Once the circle was finished, one of our company who is particularly sensitive to the collective energy field said she could see that it had shifted—our letting go had happened. I don’t really know what the implications of this are going to be, it just feels like the space we have created is what we need to hold if we are really going to allow the next phase to emerge. We are working with Brian Robertson from Holacracy this coming week, and I have a sense that the last pieces might just fall into place.

Dec 19th 2007 – Landing

We’ve been through an intense few weeks! Following on from the “releasing our claims” session and energetic dissolution of the Board mentioned in the last blog, we spent two days with Brian Robertson and Tom Thomison on holacracy, and an afternoon with Terry Patten from the Integral Institute.

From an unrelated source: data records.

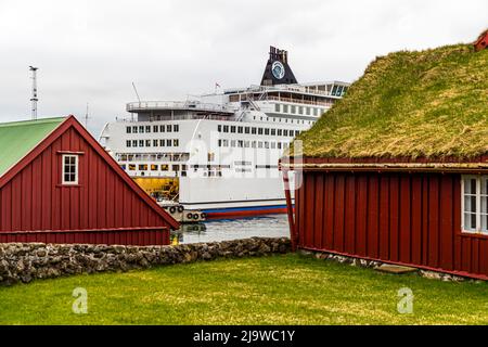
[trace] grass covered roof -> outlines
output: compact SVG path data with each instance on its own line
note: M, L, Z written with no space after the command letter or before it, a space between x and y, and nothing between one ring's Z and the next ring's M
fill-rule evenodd
M308 131L308 157L488 153L488 50L471 44L377 57Z

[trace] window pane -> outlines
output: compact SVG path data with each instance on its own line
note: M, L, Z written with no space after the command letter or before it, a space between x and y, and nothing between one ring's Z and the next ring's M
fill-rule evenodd
M476 179L464 179L464 194L476 194Z
M464 214L464 230L476 231L476 215Z
M481 196L481 214L488 214L488 196Z
M476 196L464 196L464 211L476 213Z

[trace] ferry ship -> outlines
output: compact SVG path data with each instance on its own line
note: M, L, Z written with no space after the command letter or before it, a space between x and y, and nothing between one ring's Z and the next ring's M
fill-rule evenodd
M279 158L348 87L298 83L287 52L271 47L259 86L130 102L100 141L155 198L208 218L284 213Z

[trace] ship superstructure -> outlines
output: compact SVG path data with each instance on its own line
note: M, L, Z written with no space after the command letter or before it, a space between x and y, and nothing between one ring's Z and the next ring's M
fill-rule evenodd
M131 102L136 117L105 125L101 141L153 195L208 216L284 211L278 160L349 83L298 83L287 52L270 49L261 85L185 101Z

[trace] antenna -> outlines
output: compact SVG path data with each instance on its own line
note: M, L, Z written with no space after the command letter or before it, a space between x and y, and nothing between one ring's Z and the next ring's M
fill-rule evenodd
M88 119L89 119L90 117L88 116L88 102L87 102L87 113L85 114L85 128L87 128L88 129Z
M33 120L37 119L37 101L39 99L37 99L37 70L38 67L34 67L34 66L29 66L29 70L33 73L31 75L31 79L33 79L33 97L30 98L30 102L33 104Z
M141 102L141 98L139 98L138 89L136 88L136 85L132 82L133 91L136 92L136 95L138 97L139 102Z

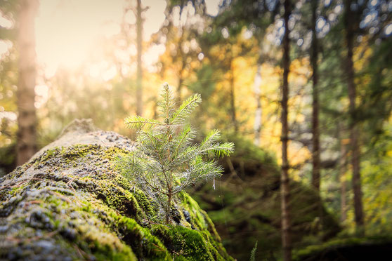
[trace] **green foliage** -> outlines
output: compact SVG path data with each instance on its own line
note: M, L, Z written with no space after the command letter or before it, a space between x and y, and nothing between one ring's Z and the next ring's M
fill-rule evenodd
M256 241L256 243L254 244L254 247L253 248L253 249L251 250L251 257L249 258L249 261L254 261L256 260L256 250L257 250L257 241Z
M167 196L166 221L170 218L172 196L202 180L221 176L223 168L214 157L228 156L233 142L221 143L218 130L212 130L200 144L194 144L195 131L185 123L202 102L195 94L175 108L174 98L164 85L159 105L163 121L128 117L125 123L137 130L138 146L120 160L124 175L134 184L150 187Z

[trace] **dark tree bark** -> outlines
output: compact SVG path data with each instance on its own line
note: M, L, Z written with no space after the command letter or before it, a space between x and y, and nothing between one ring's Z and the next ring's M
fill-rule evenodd
M340 221L344 222L347 218L347 182L346 170L346 146L349 140L341 139L340 141Z
M289 100L289 72L290 69L290 39L289 38L289 18L291 13L289 0L285 1L285 35L283 36L283 85L282 86L282 173L281 173L281 208L282 208L282 246L283 260L292 260L292 241L290 239L289 161L287 159L287 142L289 126L287 123Z
M313 133L313 151L312 151L312 185L320 191L320 130L318 124L319 104L318 104L318 40L316 32L317 7L318 0L312 0L312 48L311 55L311 62L312 65L313 74L313 116L312 116L312 133Z
M16 93L18 112L16 146L18 165L27 161L37 151L34 18L38 1L22 0L20 8L18 30L19 79Z
M356 119L356 104L357 97L356 86L354 82L354 66L353 63L353 49L354 41L355 20L354 14L351 11L350 6L352 1L346 0L344 12L344 25L346 28L346 44L347 48L347 56L344 64L346 79L347 81L347 88L348 91L348 98L350 100L349 112L351 116L350 123L350 140L351 151L351 165L353 167L353 190L354 192L354 213L355 220L357 226L357 231L360 233L364 231L364 215L362 203L362 189L360 181L360 145L359 145L359 131L358 129Z
M136 7L136 41L138 48L137 72L136 72L136 114L143 114L143 69L142 69L142 44L143 44L143 20L141 17L141 0L137 0Z

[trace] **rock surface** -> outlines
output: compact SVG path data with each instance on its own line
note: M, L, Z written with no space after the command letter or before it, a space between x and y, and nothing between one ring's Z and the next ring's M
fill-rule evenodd
M216 183L195 187L191 194L207 210L227 250L239 260L249 260L256 241L256 257L281 257L280 173L275 156L235 137L230 158L222 159L225 173ZM324 241L339 232L334 216L322 206L316 192L290 181L292 241L295 248L308 239ZM321 214L321 217L320 217Z
M188 194L165 224L157 195L121 175L128 138L76 120L0 179L0 260L233 260Z

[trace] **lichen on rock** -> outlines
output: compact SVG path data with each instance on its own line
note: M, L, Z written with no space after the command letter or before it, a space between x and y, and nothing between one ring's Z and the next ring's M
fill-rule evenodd
M0 260L233 260L187 193L165 224L159 195L121 175L130 140L74 124L0 179Z

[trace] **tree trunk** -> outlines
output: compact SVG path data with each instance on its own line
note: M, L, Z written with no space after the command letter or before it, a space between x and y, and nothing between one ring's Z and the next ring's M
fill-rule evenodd
M317 21L317 7L318 1L312 0L312 48L311 55L311 61L312 64L313 74L312 81L313 86L313 117L312 117L312 133L313 133L313 151L312 151L312 185L313 187L320 191L320 131L318 126L318 41L316 32L316 21Z
M37 151L37 115L35 112L35 33L37 0L20 1L18 51L19 79L18 83L17 164L22 165Z
M344 66L346 70L346 79L347 80L347 88L348 98L350 100L350 140L351 150L351 165L353 167L353 190L354 192L354 213L355 220L357 226L357 231L360 234L365 232L364 230L364 216L362 203L362 189L360 181L360 146L359 146L359 132L356 126L357 117L356 111L356 86L354 82L354 66L353 63L353 49L354 39L354 22L352 20L353 14L351 11L351 0L345 1L345 27L346 27L346 41L347 45L347 56L346 63Z
M233 68L233 55L230 55L230 105L231 121L234 127L234 133L238 132L238 124L237 123L237 115L235 111L235 93L234 88L234 69Z
M254 114L254 145L259 146L260 145L260 132L261 131L261 65L257 65L257 72L254 76L254 82L253 90L254 93L254 98L256 99L256 112Z
M347 182L346 177L346 145L350 140L341 139L340 140L340 221L344 222L347 218Z
M137 0L136 7L136 41L138 48L137 72L136 72L136 114L143 114L143 70L142 70L142 44L143 44L143 20L141 18L141 0Z
M289 127L287 123L287 101L289 100L289 71L290 68L290 40L289 39L289 17L291 5L289 0L285 1L285 35L283 36L283 86L282 86L282 173L281 173L281 207L282 207L282 246L283 260L292 260L292 242L290 239L290 217L289 212L289 161L287 159L287 142Z

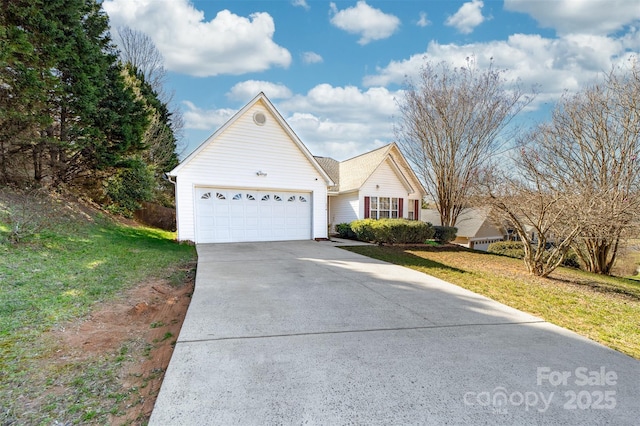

One of the key things we learned from Holacracy was to look really clearly at what is actually there at the moment in terms of organization—what is the organisation actually counting on people to do (accountabilities)—and to organise around that, rather than around the grand visions that we have of what we would like to be doing…That has provided great clarity and simplicity as we move into creating supportive organisational structure and processes that enable what is, whilst holding space for current tensions to manifest next steps.

There was a similar theme in our work with Terry, which was facing up to what is really present for people—surfacing the current tensions—”face everything, avoid nothing”, as one of Andrew Cohen’s tenet’s goes. It’s amazing how much we don’t say to each other, even though we consider ourselves to be “brothers/sisters-in-arms” on this evolutionary edge. Naming the judgments and tensions we are carrying releases huge energy to actually do the things that need to be done—engaging the issues that have been unspoken. It felt like a collective landing in the messiness of our relative reality—re- entering the marketplace as friends.

It feels to me as if dissolving the formal roles in the organisation has also helped people to be more themselves and get clearer on what their actual work is. And the funny thing is, the work that people are feeling called to still happens—without any formal structure! And that is what we are looking for—how can we create a minimal structure that simply aligns and supports the work that people are naturally being called to—whilst at the same time consciously identifying work that the organisation needs that currently isn’t being done—and finding the people that best fit that work.

It feels as if things are naturally falling into place, the dust of letting go attachments and fears is settling, and an eerie kind of calm is forming—fragile, delicate and real. As we enter the darkest period of the year, our roots are dropping deep, and we gather ourselves for the return of the light. The Spiral spins, the cycles turn and all is very well.